For the third consecutive year, reports affiliate title PERE, the percentage of institutional investors overallocated to real estate has continued to grow, according to Hodes Weill’s 2023 Real Estate Allocations Monitor. In fact, nearly 40 percent of institutions were overallocated to real estate by an average of 200 basis points in 2023, compared with 32 percent in 2022, the report showed.
However, overallocation is expected to become less of an issue going forward as institutional real estate portfolios begin to rebalance. “The denominator issue is abating,” Doug Weill, founder and co-managing partner at the New York-based capital advisory firm, told PERE. “It was really the beginning of the fourth quarter [of 2022] when you started to see write-downs,” he said. “At the same time, public equity started to bounce back. And so that’s what’s bringing us back to balance.”
Weill expected the abatement of the denominator effect to continue for the foreseeable future, assuming public equities and other allocations remain flat and write-downs in private real estate are ongoing. “Some have said it’s a couple of quarters of additional write-downs,” he noted. “Even if you tread water with where public equities are, if we continue to see write-downs, that’s going to have a meaningful effect on actual allocations.”
Another driver of allocation and capital flows is market sentiment. “Even if investors had capital today, I think they’re still very cautious about what’s going to happen over the next few quarters and concerned about putting money into the market too quickly, when the market is continuing to reset,” Weill said.

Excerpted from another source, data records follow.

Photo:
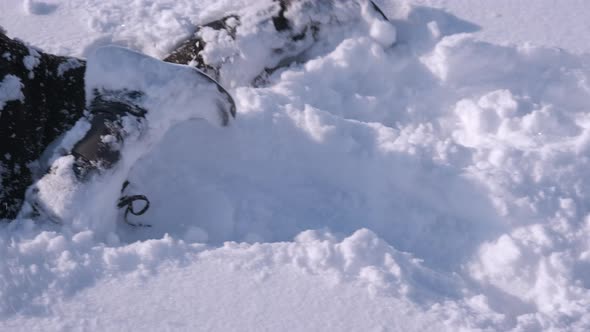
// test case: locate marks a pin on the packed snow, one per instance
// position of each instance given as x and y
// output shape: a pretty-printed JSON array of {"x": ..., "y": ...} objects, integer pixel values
[
  {"x": 439, "y": 183},
  {"x": 10, "y": 89}
]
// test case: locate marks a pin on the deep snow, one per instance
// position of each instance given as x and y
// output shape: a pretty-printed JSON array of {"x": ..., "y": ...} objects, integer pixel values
[{"x": 439, "y": 184}]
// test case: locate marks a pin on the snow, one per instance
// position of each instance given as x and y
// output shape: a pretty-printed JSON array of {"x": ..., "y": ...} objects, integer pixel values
[
  {"x": 10, "y": 89},
  {"x": 437, "y": 184},
  {"x": 165, "y": 87}
]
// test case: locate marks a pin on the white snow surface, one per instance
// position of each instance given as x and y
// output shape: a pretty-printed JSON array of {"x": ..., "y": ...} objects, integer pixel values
[
  {"x": 10, "y": 89},
  {"x": 441, "y": 183}
]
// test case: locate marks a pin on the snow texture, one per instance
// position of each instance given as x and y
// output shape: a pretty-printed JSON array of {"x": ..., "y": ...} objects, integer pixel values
[
  {"x": 172, "y": 93},
  {"x": 10, "y": 89},
  {"x": 437, "y": 184}
]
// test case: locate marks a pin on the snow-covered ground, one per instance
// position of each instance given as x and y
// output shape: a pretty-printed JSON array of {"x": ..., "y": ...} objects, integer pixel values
[{"x": 439, "y": 184}]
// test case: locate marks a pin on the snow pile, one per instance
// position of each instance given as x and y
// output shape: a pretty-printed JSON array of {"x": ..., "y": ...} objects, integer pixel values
[
  {"x": 173, "y": 94},
  {"x": 439, "y": 184}
]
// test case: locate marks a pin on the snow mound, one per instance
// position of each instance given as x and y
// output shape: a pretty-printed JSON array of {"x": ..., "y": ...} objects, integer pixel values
[{"x": 442, "y": 180}]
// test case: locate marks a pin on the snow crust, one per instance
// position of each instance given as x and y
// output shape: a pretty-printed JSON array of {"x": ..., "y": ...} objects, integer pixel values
[
  {"x": 437, "y": 184},
  {"x": 10, "y": 89}
]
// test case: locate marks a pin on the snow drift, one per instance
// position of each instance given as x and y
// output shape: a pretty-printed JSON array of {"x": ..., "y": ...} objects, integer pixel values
[{"x": 441, "y": 183}]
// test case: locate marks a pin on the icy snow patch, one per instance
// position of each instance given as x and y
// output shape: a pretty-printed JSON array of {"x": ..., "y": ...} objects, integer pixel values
[{"x": 10, "y": 89}]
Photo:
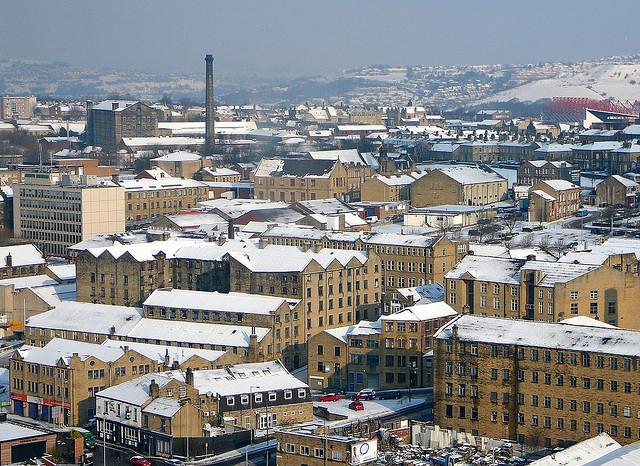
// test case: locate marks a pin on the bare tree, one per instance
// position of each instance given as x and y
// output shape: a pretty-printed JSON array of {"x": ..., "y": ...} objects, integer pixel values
[
  {"x": 509, "y": 221},
  {"x": 487, "y": 227},
  {"x": 526, "y": 241}
]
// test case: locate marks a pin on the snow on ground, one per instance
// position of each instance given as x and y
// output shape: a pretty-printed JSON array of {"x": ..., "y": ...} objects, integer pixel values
[
  {"x": 372, "y": 408},
  {"x": 621, "y": 81}
]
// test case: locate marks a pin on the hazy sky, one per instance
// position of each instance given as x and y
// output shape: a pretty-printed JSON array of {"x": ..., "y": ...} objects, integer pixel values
[{"x": 289, "y": 37}]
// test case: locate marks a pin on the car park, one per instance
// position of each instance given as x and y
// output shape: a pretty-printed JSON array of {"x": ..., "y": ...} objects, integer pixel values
[
  {"x": 356, "y": 406},
  {"x": 330, "y": 397},
  {"x": 390, "y": 395},
  {"x": 139, "y": 461},
  {"x": 365, "y": 394}
]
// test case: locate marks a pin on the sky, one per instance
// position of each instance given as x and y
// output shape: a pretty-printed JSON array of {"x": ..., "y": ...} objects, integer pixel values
[{"x": 286, "y": 38}]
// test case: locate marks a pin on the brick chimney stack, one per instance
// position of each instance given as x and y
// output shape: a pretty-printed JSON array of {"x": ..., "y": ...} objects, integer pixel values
[{"x": 210, "y": 126}]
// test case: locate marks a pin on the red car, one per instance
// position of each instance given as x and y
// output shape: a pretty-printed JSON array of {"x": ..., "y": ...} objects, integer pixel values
[
  {"x": 330, "y": 397},
  {"x": 365, "y": 394},
  {"x": 139, "y": 461},
  {"x": 356, "y": 405}
]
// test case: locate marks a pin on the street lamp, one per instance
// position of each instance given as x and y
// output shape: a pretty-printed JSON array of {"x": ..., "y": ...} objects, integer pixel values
[{"x": 246, "y": 449}]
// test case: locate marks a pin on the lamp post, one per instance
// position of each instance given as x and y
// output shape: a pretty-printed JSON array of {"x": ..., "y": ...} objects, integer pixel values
[{"x": 246, "y": 449}]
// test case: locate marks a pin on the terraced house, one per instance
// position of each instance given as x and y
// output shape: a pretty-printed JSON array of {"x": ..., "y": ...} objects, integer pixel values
[
  {"x": 540, "y": 383},
  {"x": 407, "y": 260},
  {"x": 547, "y": 291},
  {"x": 334, "y": 287},
  {"x": 292, "y": 180},
  {"x": 57, "y": 382},
  {"x": 391, "y": 352}
]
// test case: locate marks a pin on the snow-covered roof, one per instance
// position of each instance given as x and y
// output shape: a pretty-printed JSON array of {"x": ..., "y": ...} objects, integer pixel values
[
  {"x": 214, "y": 301},
  {"x": 197, "y": 333},
  {"x": 362, "y": 328},
  {"x": 470, "y": 175},
  {"x": 165, "y": 407},
  {"x": 10, "y": 431},
  {"x": 396, "y": 180},
  {"x": 346, "y": 156},
  {"x": 178, "y": 354},
  {"x": 169, "y": 182},
  {"x": 625, "y": 181},
  {"x": 21, "y": 255},
  {"x": 488, "y": 269},
  {"x": 424, "y": 293},
  {"x": 560, "y": 185},
  {"x": 269, "y": 259},
  {"x": 59, "y": 348},
  {"x": 539, "y": 334},
  {"x": 162, "y": 141},
  {"x": 221, "y": 171},
  {"x": 586, "y": 452},
  {"x": 88, "y": 317},
  {"x": 556, "y": 272},
  {"x": 422, "y": 312},
  {"x": 543, "y": 195},
  {"x": 232, "y": 380},
  {"x": 146, "y": 251},
  {"x": 30, "y": 281},
  {"x": 586, "y": 321},
  {"x": 114, "y": 105},
  {"x": 180, "y": 156}
]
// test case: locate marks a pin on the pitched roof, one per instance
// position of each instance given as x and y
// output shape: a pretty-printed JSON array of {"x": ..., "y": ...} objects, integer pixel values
[
  {"x": 295, "y": 167},
  {"x": 544, "y": 335}
]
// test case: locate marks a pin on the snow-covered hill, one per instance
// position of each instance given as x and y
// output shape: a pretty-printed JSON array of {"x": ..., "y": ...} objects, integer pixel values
[{"x": 617, "y": 81}]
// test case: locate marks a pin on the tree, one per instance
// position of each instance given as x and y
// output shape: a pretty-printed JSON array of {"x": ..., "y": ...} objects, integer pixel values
[
  {"x": 487, "y": 227},
  {"x": 509, "y": 221}
]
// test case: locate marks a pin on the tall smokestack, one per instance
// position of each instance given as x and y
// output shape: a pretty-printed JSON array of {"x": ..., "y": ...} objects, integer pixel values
[{"x": 210, "y": 138}]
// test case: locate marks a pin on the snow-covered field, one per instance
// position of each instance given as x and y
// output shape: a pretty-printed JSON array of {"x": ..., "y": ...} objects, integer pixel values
[{"x": 619, "y": 81}]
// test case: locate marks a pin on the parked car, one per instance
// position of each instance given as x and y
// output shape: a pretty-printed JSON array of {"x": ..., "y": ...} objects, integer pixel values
[
  {"x": 364, "y": 394},
  {"x": 330, "y": 397},
  {"x": 356, "y": 406},
  {"x": 139, "y": 461},
  {"x": 390, "y": 395}
]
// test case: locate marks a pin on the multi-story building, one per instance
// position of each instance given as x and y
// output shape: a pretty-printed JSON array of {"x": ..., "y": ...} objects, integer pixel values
[
  {"x": 149, "y": 412},
  {"x": 358, "y": 169},
  {"x": 345, "y": 358},
  {"x": 95, "y": 323},
  {"x": 549, "y": 291},
  {"x": 538, "y": 383},
  {"x": 150, "y": 198},
  {"x": 387, "y": 188},
  {"x": 21, "y": 260},
  {"x": 386, "y": 354},
  {"x": 58, "y": 382},
  {"x": 219, "y": 175},
  {"x": 292, "y": 180},
  {"x": 55, "y": 211},
  {"x": 334, "y": 288},
  {"x": 617, "y": 190},
  {"x": 233, "y": 309},
  {"x": 552, "y": 200},
  {"x": 111, "y": 120},
  {"x": 531, "y": 172},
  {"x": 308, "y": 445},
  {"x": 407, "y": 260},
  {"x": 405, "y": 339},
  {"x": 460, "y": 185},
  {"x": 17, "y": 108},
  {"x": 125, "y": 274},
  {"x": 181, "y": 164}
]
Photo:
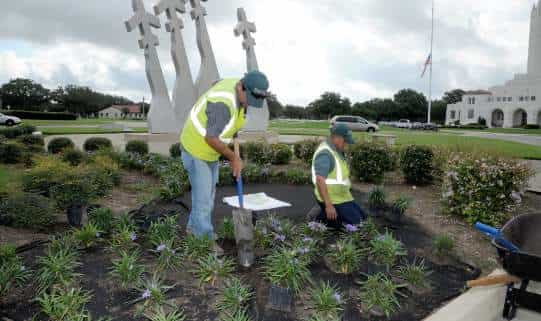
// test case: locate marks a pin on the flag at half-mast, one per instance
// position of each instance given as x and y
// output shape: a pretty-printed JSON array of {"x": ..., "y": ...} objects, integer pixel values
[{"x": 427, "y": 63}]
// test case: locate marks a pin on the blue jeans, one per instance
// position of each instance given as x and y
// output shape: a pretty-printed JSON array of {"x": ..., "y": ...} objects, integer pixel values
[
  {"x": 348, "y": 213},
  {"x": 203, "y": 179}
]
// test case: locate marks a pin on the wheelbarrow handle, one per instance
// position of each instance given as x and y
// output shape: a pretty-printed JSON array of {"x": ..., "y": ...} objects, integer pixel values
[{"x": 496, "y": 234}]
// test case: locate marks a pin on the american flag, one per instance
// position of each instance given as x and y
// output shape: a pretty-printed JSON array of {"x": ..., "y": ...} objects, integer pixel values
[{"x": 427, "y": 63}]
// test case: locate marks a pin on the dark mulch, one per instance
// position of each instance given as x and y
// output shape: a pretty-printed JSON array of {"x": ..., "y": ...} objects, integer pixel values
[{"x": 448, "y": 280}]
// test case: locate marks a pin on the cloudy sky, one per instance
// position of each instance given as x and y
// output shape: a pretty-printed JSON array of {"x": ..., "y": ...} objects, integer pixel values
[{"x": 360, "y": 48}]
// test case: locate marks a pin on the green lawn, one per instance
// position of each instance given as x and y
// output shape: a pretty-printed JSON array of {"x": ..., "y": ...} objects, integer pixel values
[{"x": 452, "y": 141}]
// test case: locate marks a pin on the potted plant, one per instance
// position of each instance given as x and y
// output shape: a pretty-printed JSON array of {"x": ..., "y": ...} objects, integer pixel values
[
  {"x": 287, "y": 275},
  {"x": 398, "y": 209},
  {"x": 74, "y": 195},
  {"x": 384, "y": 252},
  {"x": 378, "y": 296},
  {"x": 377, "y": 200}
]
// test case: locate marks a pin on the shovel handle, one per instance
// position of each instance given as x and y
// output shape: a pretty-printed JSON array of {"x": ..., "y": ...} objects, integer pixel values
[{"x": 240, "y": 188}]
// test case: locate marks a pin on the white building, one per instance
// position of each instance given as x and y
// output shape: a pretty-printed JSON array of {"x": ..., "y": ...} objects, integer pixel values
[{"x": 515, "y": 104}]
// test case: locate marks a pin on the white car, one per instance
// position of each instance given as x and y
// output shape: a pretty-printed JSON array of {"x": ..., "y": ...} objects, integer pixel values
[
  {"x": 355, "y": 123},
  {"x": 9, "y": 120}
]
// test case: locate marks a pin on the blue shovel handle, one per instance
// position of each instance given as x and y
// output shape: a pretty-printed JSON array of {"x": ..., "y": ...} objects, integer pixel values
[
  {"x": 240, "y": 191},
  {"x": 497, "y": 235}
]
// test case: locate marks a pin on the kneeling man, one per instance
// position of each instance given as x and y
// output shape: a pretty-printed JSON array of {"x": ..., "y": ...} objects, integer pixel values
[{"x": 330, "y": 175}]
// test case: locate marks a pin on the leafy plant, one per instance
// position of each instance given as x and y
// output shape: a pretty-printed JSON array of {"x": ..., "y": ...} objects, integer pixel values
[
  {"x": 58, "y": 145},
  {"x": 87, "y": 236},
  {"x": 326, "y": 300},
  {"x": 379, "y": 292},
  {"x": 212, "y": 269},
  {"x": 415, "y": 274},
  {"x": 283, "y": 268},
  {"x": 137, "y": 147},
  {"x": 235, "y": 297},
  {"x": 377, "y": 197},
  {"x": 169, "y": 257},
  {"x": 65, "y": 304},
  {"x": 345, "y": 256},
  {"x": 102, "y": 218},
  {"x": 159, "y": 315},
  {"x": 417, "y": 164},
  {"x": 128, "y": 269},
  {"x": 56, "y": 268},
  {"x": 443, "y": 245},
  {"x": 385, "y": 250},
  {"x": 227, "y": 230},
  {"x": 197, "y": 247}
]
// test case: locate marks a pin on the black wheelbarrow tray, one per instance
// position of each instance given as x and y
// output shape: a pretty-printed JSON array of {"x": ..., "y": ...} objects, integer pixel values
[{"x": 525, "y": 232}]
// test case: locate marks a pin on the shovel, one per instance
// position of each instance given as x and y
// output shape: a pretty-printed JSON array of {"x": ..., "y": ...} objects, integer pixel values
[{"x": 244, "y": 229}]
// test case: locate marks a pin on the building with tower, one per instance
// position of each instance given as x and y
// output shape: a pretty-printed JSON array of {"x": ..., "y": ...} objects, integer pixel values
[{"x": 515, "y": 104}]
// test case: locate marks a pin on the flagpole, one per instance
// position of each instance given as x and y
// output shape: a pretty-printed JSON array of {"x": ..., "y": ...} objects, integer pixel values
[{"x": 431, "y": 63}]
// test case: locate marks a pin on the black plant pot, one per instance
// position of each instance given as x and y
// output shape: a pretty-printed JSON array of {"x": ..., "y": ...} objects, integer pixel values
[
  {"x": 75, "y": 214},
  {"x": 373, "y": 268},
  {"x": 280, "y": 299}
]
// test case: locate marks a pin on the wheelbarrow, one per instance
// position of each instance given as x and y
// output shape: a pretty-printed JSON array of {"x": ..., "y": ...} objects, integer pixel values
[{"x": 522, "y": 259}]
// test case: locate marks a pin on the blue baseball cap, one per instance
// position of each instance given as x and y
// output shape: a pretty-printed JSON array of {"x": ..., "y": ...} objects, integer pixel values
[
  {"x": 343, "y": 131},
  {"x": 256, "y": 85}
]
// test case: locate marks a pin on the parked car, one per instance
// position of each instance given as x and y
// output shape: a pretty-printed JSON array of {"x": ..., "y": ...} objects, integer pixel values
[
  {"x": 403, "y": 123},
  {"x": 355, "y": 123},
  {"x": 9, "y": 120}
]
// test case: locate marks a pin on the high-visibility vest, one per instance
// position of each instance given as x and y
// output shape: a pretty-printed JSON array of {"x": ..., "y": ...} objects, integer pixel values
[
  {"x": 194, "y": 132},
  {"x": 338, "y": 182}
]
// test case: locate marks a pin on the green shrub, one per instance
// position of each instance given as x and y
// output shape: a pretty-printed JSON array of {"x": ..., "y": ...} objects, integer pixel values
[
  {"x": 26, "y": 210},
  {"x": 370, "y": 162},
  {"x": 137, "y": 147},
  {"x": 11, "y": 153},
  {"x": 58, "y": 145},
  {"x": 32, "y": 140},
  {"x": 280, "y": 154},
  {"x": 304, "y": 150},
  {"x": 417, "y": 164},
  {"x": 484, "y": 189},
  {"x": 97, "y": 143},
  {"x": 175, "y": 151},
  {"x": 74, "y": 157}
]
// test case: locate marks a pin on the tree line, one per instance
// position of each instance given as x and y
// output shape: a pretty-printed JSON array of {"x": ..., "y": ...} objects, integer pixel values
[
  {"x": 28, "y": 95},
  {"x": 25, "y": 94}
]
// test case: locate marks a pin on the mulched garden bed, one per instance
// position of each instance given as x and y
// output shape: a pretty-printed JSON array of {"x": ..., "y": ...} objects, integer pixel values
[{"x": 447, "y": 280}]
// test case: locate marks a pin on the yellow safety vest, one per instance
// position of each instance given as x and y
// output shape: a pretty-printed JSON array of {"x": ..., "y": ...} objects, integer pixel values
[
  {"x": 338, "y": 182},
  {"x": 194, "y": 132}
]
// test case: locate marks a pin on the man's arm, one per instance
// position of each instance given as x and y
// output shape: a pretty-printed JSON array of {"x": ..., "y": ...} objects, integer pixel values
[{"x": 324, "y": 192}]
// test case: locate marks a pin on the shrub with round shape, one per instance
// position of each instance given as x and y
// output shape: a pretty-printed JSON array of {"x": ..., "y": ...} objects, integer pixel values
[
  {"x": 58, "y": 145},
  {"x": 175, "y": 151},
  {"x": 11, "y": 153},
  {"x": 74, "y": 157},
  {"x": 416, "y": 163},
  {"x": 371, "y": 161},
  {"x": 94, "y": 144},
  {"x": 25, "y": 210},
  {"x": 137, "y": 147}
]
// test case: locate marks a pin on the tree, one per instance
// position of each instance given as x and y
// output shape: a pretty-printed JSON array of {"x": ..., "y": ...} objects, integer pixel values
[
  {"x": 411, "y": 104},
  {"x": 454, "y": 96},
  {"x": 330, "y": 104},
  {"x": 24, "y": 94}
]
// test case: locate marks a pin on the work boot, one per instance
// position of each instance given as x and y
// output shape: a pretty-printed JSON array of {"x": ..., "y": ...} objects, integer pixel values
[{"x": 217, "y": 250}]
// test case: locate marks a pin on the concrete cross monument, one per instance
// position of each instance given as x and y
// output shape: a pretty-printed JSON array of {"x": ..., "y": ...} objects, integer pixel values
[
  {"x": 258, "y": 119},
  {"x": 184, "y": 94},
  {"x": 161, "y": 117},
  {"x": 208, "y": 72}
]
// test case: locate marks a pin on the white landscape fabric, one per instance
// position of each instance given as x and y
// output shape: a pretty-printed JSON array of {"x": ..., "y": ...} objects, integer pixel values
[{"x": 256, "y": 202}]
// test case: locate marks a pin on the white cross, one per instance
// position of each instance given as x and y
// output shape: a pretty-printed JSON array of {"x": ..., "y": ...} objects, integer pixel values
[
  {"x": 144, "y": 21},
  {"x": 171, "y": 8},
  {"x": 198, "y": 10},
  {"x": 245, "y": 28}
]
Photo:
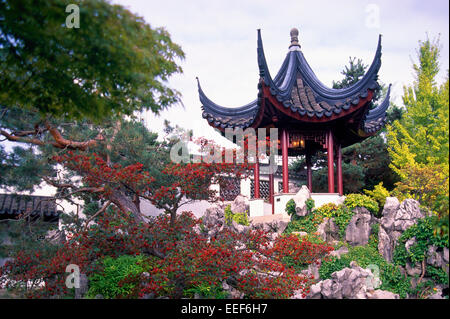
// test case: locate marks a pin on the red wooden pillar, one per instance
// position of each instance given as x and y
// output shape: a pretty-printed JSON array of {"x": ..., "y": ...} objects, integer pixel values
[
  {"x": 256, "y": 174},
  {"x": 339, "y": 168},
  {"x": 308, "y": 171},
  {"x": 284, "y": 153},
  {"x": 330, "y": 162},
  {"x": 271, "y": 192}
]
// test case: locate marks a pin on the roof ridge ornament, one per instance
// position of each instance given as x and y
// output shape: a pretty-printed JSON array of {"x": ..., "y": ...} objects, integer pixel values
[{"x": 295, "y": 46}]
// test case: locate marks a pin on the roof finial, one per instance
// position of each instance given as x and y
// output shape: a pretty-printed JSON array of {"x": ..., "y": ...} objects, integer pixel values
[{"x": 294, "y": 38}]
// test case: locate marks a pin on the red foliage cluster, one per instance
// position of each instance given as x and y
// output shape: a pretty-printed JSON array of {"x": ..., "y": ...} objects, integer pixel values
[{"x": 187, "y": 258}]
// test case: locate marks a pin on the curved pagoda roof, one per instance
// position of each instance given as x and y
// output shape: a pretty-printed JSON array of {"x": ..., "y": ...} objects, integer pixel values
[{"x": 297, "y": 96}]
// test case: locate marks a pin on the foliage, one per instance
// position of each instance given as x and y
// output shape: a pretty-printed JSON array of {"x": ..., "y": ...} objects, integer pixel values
[
  {"x": 203, "y": 290},
  {"x": 358, "y": 200},
  {"x": 391, "y": 277},
  {"x": 182, "y": 260},
  {"x": 240, "y": 218},
  {"x": 290, "y": 207},
  {"x": 379, "y": 193},
  {"x": 309, "y": 223},
  {"x": 419, "y": 141},
  {"x": 306, "y": 223},
  {"x": 309, "y": 205},
  {"x": 296, "y": 252},
  {"x": 364, "y": 164},
  {"x": 107, "y": 282},
  {"x": 114, "y": 63},
  {"x": 423, "y": 232}
]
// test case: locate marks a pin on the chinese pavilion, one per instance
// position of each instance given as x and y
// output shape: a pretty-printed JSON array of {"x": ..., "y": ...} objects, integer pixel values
[{"x": 311, "y": 116}]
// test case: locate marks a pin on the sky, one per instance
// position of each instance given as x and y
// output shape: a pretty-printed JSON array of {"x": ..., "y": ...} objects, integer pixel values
[{"x": 219, "y": 41}]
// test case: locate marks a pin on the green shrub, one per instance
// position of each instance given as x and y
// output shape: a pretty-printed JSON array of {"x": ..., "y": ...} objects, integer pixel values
[
  {"x": 240, "y": 218},
  {"x": 390, "y": 275},
  {"x": 327, "y": 210},
  {"x": 379, "y": 193},
  {"x": 310, "y": 205},
  {"x": 290, "y": 207},
  {"x": 425, "y": 236},
  {"x": 357, "y": 200},
  {"x": 340, "y": 214},
  {"x": 206, "y": 291},
  {"x": 306, "y": 223},
  {"x": 108, "y": 282}
]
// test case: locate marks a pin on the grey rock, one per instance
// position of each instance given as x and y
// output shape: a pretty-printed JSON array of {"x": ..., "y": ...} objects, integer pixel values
[
  {"x": 275, "y": 226},
  {"x": 299, "y": 233},
  {"x": 409, "y": 243},
  {"x": 341, "y": 251},
  {"x": 382, "y": 294},
  {"x": 348, "y": 283},
  {"x": 84, "y": 287},
  {"x": 240, "y": 204},
  {"x": 300, "y": 201},
  {"x": 397, "y": 217},
  {"x": 413, "y": 270},
  {"x": 328, "y": 230},
  {"x": 314, "y": 291},
  {"x": 358, "y": 230}
]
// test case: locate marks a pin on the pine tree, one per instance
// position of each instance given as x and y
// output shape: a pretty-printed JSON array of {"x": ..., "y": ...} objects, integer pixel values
[{"x": 419, "y": 141}]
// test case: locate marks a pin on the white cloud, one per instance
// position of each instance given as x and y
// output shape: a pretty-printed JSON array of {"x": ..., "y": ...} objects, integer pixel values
[{"x": 219, "y": 39}]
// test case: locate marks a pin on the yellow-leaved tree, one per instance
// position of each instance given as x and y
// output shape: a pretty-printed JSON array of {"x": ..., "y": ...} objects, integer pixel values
[{"x": 418, "y": 143}]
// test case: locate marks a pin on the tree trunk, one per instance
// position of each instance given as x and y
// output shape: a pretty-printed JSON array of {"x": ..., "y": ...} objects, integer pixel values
[{"x": 125, "y": 204}]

That said, investor conviction is on the rise. Indeed, on a scale of one to 10, with one being the least favorable, survey respondents rated their view of the investment opportunity in real estate at an average of 6.4 points, marking the second-highest level of conviction reported since 2013. “This increase in conviction suggests that investors are increasingly optimistic about returning to the market and deploying capital, after sitting on the sidelines for much of the past 18 months,” the report stated.
Despite the currently sluggish fundraising environment, over 80 percent of institutions are now actively considering investments in closed-end funds, reversing a three-year decline and up from 74 percent in 2022.
“We’re seeing a lot more engagement with institutions and consultants, and that’s a signal that they’re starting to consider investments again,” Weill said. “But no one’s in a particular rush to put capital out.”
Dry powder in the market also remains quite high, he added: “We’ve heard from a number of institutions and consultants that if you look at this year, they’re continuing to get capital calls, and they’re not getting a lot of distributions.”
The fundraising environment therefore will be correlated with transaction volumes, because as managers start selling assets and returning capital, new investor commitments will concurrently start to rise.
“I think we expect a meaningful pick-up in ‘24,” Weill predicted. “But I don’t think we would say it’s going to be off to the races.”